This is a vector algebra question I'm struggling with--- it's low dimensional, but I still can't visualize 4D in the same way I can lower dimensions. It's also a toy problem for a harder version, but I figure I should try to understand a smaller version first.
I have the following line:
$$\ell(t) = \begin{bmatrix} 0 \\ 1 \\ 0 \\ 1\end{bmatrix} + t\begin{bmatrix} 1 \\ -1 \\ 1 \\ -1\end{bmatrix}$$
in $\mathbb{R}^4$, and two hyperplanes:
$$H_1 = \left\{ x : \sum_{i=1}^4 x_i = 2\right\} \text{ and } H_2 = \{ x : x_1 + x_2 = 1\}$$
The line is a $1$-dimensonal affine subspace, and lies on both $H_1$ and $H_2$. Moreover, $H_2 \neq H_1$, so $H_1 \cap H_2$ forms a $2$-dimensional affine subspace. What I seek is some $H_3$, preferably in "standard form" $\{x : \langle n, x \rangle =1 \}$ so that $\ell(\mathbb{R}) = H_1 \cap H_2 \cap H_3$.
Can someone give a hint on how to solve this problem?
EDIT:
Nevermind. I found it: $\{x : x_2 + x_3 = 0\}$.

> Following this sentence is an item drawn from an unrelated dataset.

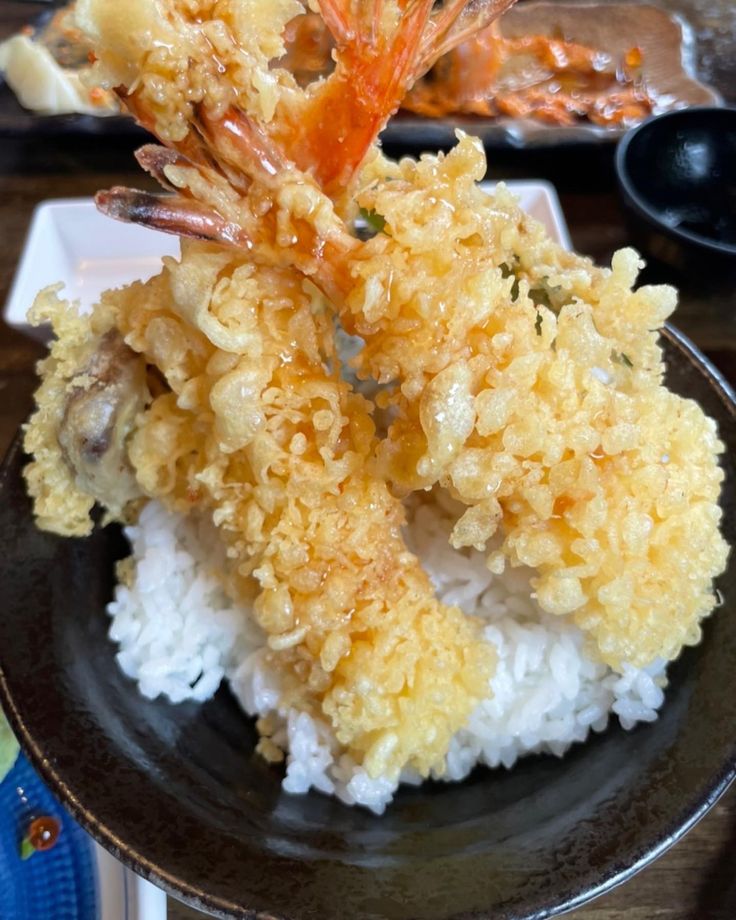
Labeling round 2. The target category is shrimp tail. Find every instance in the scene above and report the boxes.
[277,0,514,198]
[95,186,253,249]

The given line is of the form $p = v_0 + t v_1$. Hyperplanes on which this line exists are of the form $a^T (p - v_0) = 0 $, so you want to solve
$ v_1^T x = 0 $
This results in the orthogonal subspace to $v_1$. Thus the vector $a$ is given by
$a = r u_1 + s u_2 + t u_3 $
Direct solution of $[1, -1, 1, -1] x = 0$ leads to
$u_1 = [1, 1, 0, 0], u_2 = [-1, 0, 1, 0], u_3 = [1, 0, 0, 1]$
$H_1$ corresponds to $u_1 + u_2 + u_3$, while $H_2$ corresponds to $u_1$. You can construct $H_3$ by setting different (not all zero) combinations of $r,s,t$.